Filling out the FAFSA is a critical first step, but it’s just the beginning of your financial aid journey. Here are subsequent steps to ensure you’re accessing all possible scholarships and aid:

  • Check Your School’s Financial Aid Deadlines

    Each college may have its own deadlines for financial aid applications, separate from the FAFSA. Ensure you meet these to be eligible for school-specific scholarships and grants.

  • Explore State-Specific Financial Aid Options

    Many states offer their own financial aid programs for residents. Check your state’s education website for application forms, deadlines, and eligibility criteria. South Carolina offers many merit-based and need-based grants and scholarships.

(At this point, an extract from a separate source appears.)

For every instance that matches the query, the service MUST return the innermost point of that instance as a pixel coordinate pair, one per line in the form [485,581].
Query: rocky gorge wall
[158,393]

  • Apply for Scholarships Continuously

    Beyond institutional and federal aid, a multitude of private scholarships are available. Use our scholarship search engine to find opportunities. Remember, scholarship applications should be an ongoing process throughout your college career, not just as an incoming freshman.

  • Complete Any Additional Financial Aid Forms

    Some institutions require the CSS Profile in addition to the FAFSA to award non-federal aid. Check if your prospective schools require this form and submit it accordingly.

  • Follow Up on Your FAFSA

    After submitting the FAFSA, monitor your email and student aid account for any requests for additional information or documentation. Promptly responding to these requests is crucial to avoid delays in your aid disbursement.

  • Review Your Financial Aid Award Letters Carefully

    Once you receive your award letters from the schools that have accepted you, compare the offers. Look not just at the total amount of aid, but also at the balance of grants and scholarships (which don’t need to be repaid) versus loans.

  • Negotiate Your Financial Aid Package 

    If your circumstances have changed or if you received a more generous offer from another school, it’s possible to appeal your financial aid package. Contact the financial aid office to discuss your situation.

  • Search for Work-Study Opportunities

    If your financial aid package includes federal work-study, contact your school about how to apply for these positions on campus. They’re a great way to earn money and gain professional experience while in school.

By following these steps, you'll not only maximize your access to financial aid but also alleviate some of the financial burdens associated with higher education. Remember, the key to financial aid success is to start early, stay organized, and continuously seek out scholarship opportunities. Your college years are an investment in your future, and navigating the financial aid process wisely can make all the difference in making your education affordable and accessible.